The application also provides an embodiment of the dynamic monitoring system of the arteriovenous pressure, which comprises a control unit, a blood purification equipment running state sensing unit, an arteriovenous pressure acquisition unit and an alarm unit. The blood purification equipment operation state sensing unit and the arteriovenous pressure acquisition unit are respectively connected with the control unit, the blood purification equipment operation state information and the arteriovenous pressure information are sent to the control unit in real time, the control unit is connected with the alarm unit, and the control unit monitors the arteriovenous pressure according to the arteriovenous pressure dynamic monitoring method.

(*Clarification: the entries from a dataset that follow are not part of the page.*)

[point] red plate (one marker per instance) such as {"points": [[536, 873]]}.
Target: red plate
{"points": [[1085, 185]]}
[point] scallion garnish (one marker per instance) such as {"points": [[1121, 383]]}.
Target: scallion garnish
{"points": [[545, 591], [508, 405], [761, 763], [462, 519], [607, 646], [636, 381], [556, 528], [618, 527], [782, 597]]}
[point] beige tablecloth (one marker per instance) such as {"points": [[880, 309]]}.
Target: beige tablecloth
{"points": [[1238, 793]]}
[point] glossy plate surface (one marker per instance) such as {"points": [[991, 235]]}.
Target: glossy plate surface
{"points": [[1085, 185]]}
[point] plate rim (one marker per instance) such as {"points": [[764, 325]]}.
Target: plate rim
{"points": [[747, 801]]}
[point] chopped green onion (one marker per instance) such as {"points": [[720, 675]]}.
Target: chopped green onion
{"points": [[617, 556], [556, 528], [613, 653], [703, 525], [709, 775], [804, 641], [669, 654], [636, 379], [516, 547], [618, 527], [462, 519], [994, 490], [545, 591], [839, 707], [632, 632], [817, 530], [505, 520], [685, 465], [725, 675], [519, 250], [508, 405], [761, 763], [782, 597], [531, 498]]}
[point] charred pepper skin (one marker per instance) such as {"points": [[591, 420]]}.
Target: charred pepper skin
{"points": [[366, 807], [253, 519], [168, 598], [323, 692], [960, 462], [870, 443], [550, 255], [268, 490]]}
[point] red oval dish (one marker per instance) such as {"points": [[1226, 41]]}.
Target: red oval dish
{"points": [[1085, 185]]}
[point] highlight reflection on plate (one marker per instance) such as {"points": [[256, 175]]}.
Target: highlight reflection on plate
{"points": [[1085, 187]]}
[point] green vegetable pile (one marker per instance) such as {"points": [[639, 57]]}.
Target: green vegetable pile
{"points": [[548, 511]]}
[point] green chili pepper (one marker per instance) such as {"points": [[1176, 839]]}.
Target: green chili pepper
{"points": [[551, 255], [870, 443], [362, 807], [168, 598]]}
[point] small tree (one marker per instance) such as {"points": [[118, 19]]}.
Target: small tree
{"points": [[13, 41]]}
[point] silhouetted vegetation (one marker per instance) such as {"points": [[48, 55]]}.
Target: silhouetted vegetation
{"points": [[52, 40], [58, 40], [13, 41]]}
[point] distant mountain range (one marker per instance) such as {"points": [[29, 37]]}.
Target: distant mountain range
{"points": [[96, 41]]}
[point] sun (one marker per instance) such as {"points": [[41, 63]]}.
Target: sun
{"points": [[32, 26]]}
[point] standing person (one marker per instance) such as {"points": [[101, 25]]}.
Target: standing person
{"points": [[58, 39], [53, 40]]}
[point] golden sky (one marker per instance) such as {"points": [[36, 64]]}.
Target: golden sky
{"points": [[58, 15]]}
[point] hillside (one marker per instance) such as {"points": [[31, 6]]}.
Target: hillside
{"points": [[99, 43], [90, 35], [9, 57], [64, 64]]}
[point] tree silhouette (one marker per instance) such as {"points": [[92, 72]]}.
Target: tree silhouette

The blood purification equipment operation state perception unit in this embodiment, arteriovenous pressure collection unit all can adopt the device of blood purification equipment self-carrying to perception or collection.

In the description herein, references to the description of the term "one embodiment," "some embodiments," "an example," "a specific example," or "some examples," etc., mean that a particular feature, structure, material, or characteristic described in connection with the embodiment or example is included in at least one embodiment or example of the invention. In this specification, the schematic representations of the terms used above do not necessarily refer to the same embodiment or example. Furthermore, the particular features, structures, materials, or characteristics described may be combined in any suitable manner in any one or more embodiments or examples.

While embodiments of the invention have been shown and described, it will be understood by those of ordinary skill in the art that: various changes, modifications, substitutions and alterations can be made to the embodiments without departing from the principles and spirit of the invention, the scope of which is defined by the claims and their equivalents.